Sam Zemurray spoke with no accent, except when he swore, which was all the time. He was a big man, six foot three, rangy, nothing but muscle and bone, with the wingspan of a condor, hooded eyes, and a crisp, no-nonsense manner. If you saw him in the French Quarter, walking fast, you got out of the way. He lived uptown. If he was down here, it meant he was working.

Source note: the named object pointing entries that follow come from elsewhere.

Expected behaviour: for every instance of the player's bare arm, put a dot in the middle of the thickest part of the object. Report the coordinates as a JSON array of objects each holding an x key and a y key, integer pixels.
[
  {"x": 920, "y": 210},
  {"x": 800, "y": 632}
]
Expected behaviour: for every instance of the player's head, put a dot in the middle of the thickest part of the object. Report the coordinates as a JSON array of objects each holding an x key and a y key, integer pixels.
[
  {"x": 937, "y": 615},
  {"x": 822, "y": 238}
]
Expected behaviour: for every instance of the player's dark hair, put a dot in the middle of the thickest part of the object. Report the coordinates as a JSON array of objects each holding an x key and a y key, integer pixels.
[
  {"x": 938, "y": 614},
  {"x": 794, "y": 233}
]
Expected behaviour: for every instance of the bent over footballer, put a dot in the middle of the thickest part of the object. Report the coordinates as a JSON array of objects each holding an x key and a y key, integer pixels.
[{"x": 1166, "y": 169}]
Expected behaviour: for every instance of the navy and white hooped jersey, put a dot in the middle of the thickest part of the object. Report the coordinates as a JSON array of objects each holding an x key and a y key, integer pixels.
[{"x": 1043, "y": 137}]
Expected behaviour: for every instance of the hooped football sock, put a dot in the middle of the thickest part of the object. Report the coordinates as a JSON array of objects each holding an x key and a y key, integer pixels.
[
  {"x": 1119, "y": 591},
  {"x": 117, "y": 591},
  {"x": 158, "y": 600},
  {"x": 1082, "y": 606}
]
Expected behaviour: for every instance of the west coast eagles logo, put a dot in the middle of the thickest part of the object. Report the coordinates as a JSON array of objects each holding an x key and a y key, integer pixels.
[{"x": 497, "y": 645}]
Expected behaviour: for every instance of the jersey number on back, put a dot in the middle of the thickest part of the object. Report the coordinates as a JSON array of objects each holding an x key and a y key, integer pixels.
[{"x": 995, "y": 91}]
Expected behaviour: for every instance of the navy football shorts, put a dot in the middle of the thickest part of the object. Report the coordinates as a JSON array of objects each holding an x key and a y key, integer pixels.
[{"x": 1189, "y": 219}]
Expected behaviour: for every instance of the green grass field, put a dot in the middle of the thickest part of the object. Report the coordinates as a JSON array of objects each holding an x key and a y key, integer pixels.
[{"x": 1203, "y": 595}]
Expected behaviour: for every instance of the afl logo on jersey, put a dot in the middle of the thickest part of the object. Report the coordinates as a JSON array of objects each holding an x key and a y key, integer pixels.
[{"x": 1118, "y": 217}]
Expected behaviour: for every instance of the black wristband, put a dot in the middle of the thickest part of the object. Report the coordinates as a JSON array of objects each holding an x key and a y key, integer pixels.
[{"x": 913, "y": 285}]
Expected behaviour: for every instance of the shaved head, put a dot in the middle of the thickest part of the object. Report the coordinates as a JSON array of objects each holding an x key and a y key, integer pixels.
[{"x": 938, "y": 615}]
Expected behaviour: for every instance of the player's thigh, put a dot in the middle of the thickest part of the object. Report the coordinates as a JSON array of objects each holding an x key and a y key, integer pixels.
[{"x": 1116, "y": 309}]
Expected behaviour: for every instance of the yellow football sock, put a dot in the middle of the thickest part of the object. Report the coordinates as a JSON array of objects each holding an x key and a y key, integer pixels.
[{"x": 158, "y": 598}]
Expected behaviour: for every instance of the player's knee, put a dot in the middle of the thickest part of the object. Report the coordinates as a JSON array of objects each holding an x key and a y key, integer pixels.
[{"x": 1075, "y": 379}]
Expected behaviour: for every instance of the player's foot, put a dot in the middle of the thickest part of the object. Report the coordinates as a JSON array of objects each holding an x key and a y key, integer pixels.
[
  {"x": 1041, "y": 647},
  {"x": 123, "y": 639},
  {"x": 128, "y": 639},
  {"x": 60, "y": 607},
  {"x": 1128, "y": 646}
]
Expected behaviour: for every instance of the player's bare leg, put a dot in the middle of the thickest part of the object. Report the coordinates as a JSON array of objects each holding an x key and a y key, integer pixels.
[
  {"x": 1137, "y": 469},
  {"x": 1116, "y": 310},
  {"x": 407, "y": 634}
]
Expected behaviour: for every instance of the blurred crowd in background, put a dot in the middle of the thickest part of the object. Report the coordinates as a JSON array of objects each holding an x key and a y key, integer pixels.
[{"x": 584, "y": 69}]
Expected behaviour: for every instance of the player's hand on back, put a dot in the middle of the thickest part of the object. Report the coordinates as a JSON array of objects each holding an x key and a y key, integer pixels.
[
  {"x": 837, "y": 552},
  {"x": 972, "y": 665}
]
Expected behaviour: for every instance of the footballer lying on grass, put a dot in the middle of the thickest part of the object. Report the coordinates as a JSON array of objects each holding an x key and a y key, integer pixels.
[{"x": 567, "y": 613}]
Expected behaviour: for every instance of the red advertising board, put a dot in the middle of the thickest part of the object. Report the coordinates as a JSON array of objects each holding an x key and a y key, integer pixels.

It was a brisk night in the winter of 1910. Zemurray stood under the clock in front of the D. H. Holmes department store taking in the cheap twinkle of Canal Street. He wore a dark overcoat. At thirty-three years old, he was already a colorful figure. People passed around Sam Zemurray stories as if they were snapshots: in this one, you saw the town he left in Russia; in that one, the ship that brought him to America; in this one, the train that carried him to Alabama; in that one, the first bananas he purchased on the wharf in Mobile; in this one, the Central American isthmus where he cleared the jungle and made his fortune. After ten years in the South, he was known by a variety of nicknames: Z, the Russian, Sam the Banana Man, El Amigo, the Gringo.

He'd arrived on the docks at the start of the last century with nothing. In the early years, he'd had to make his way in the lowest precincts of the fruit business, peddling ripes, bananas other traders dumped into the sea. He worked like a dog and defied the most powerful people in the country. By 1905, he owned steamships, side-wheelers that crossed the Gulf of Mexico, heading south empty, returning with bananas. It was said he had traveled the breadth of Honduras, from Puerto Cortés to Tegucigalpa, on a mule. Because he wanted to know the terrain, get his hands in the black soil.

A few minutes before midnight, three men came around the corner. The obvious leader—you could tell by the happy flash in his eyes—was Lee Christmas of Livingston Parish, a onetime railroad engineer who had gone wild on the isthmus. It was Christmas, the most famous mercenary in the Americas, who turned “revolution” into a verb. As in,
Let's go revolutin'! The New York Times
called him a real-life Dumas hero. Wherever he went, he was followed: by hit men, by police, by foreign agents trying to fathom his next move. Why, look here! Two such men lurk in the shadows across Bourbon Street—members of the United States Secret Service, with shiny shoes and flat faces, with lumps where their pistols dig into the fabric of their government coats. When Zemurray needed an army, he went to Christmas and Christmas did the rest, gathering a crew of exiles and adventure seekers in the dives of the French Quarter.

Christmas was in the company of two friends, key players in what was a conspiracy: Guy “Machine Gun” Molony, a veteran of the Boer War and a former New Orleans cop who could assemble a Vickers repeating rifle in under three minutes, hence the nickname, and General Manuel Bonilla, a tiny man, as brown as a bean, with a hawk nose and black eyes.

Zemurray was in the process of overthrowing a foreign government—he had been warned by Philander Knox, the U.S. secretary of state, who ordered federal agents to tail him and his cohorts in New Orleans, but didn't care. If Sam failed, he faced ruin. But if he succeeded, he would become a king in banana land. General Bonilla had been president of Honduras. With the right kind of help, he would be president again.

Zemurray studied the Secret Service agents across the street. Pulling a bankroll from his pocket, snapping off tens and twenties, he told Christmas, “You've got to lose them.”